= Anika Goss-Foster =

American nonprofit leader

Anika Goss is a nonprofit leader from Detroit, Michigan. She is the chief executive officer of the nonprofit organization Detroit Future City.

== Biography ==
Goss has a master's degree from the University of Michigan for social work in community organizing. She has a bachelor's degree from Purdue University for sociology and African-American studies. Goss is a member of Delta Sigma Theta sorority.

In 1999, Goss joined the Local Initiatives Support Corporation, a non-profit community development financial institution that supports community development initiatives across the country. Goss worked at LISC for 15 years.
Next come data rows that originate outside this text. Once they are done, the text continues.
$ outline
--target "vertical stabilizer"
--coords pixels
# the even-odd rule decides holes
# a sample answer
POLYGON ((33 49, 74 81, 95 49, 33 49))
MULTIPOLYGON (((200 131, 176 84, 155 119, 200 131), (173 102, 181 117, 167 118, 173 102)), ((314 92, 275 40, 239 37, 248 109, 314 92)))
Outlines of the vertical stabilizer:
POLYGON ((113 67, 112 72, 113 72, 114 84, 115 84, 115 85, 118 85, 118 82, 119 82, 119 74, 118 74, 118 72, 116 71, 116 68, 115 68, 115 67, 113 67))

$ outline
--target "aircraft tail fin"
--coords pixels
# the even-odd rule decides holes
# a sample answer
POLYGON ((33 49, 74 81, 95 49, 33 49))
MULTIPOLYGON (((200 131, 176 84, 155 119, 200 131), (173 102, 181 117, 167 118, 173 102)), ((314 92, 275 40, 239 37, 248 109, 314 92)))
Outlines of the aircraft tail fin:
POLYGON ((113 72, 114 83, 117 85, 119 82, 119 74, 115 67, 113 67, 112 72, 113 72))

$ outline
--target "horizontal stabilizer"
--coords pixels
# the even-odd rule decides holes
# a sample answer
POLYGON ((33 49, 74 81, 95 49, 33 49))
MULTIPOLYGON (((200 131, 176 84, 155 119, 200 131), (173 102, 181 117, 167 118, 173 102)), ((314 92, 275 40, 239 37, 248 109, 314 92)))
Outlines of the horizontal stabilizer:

In 2016, Goss joined Detroit Future City as chief executive officer. In 2017, Detroit Future City announced a focus on redeveloping or otherwise dealing with the approximately 900 vacant industrial sites in Detroit.

Goss has been honored by Crain's Detroit Business, The Michigan Chronicle, and Corps! Magazine. She serves on the board of the Federal Reserve Bank of Chicago, Brookings Institution Metropolitan Policy Program Network for Economic Inclusion, Tech Town, Connect Detroit, Michigan Future, Inc., and BMW-Herbert Quandt Responsible Leaders Network. She also serves on Governor Whitmer’s Growing Michigan Together Council, a state commission focusing on population growth.

A report by the Black Worker Initiative at the Institute for Policy Studies featured Goss for her contributions to improving Detroit. She has spoken out against modern segregation.

In 2023, Goss spoke at the TED Countdown Summit, an event seeking to change the conversation on climate change, at the Fillmore Detroit in Detroit, Michigan. Her discussion explored the link between climate vulnerability and economic inequity and offered a vision for responding to both challenges at once.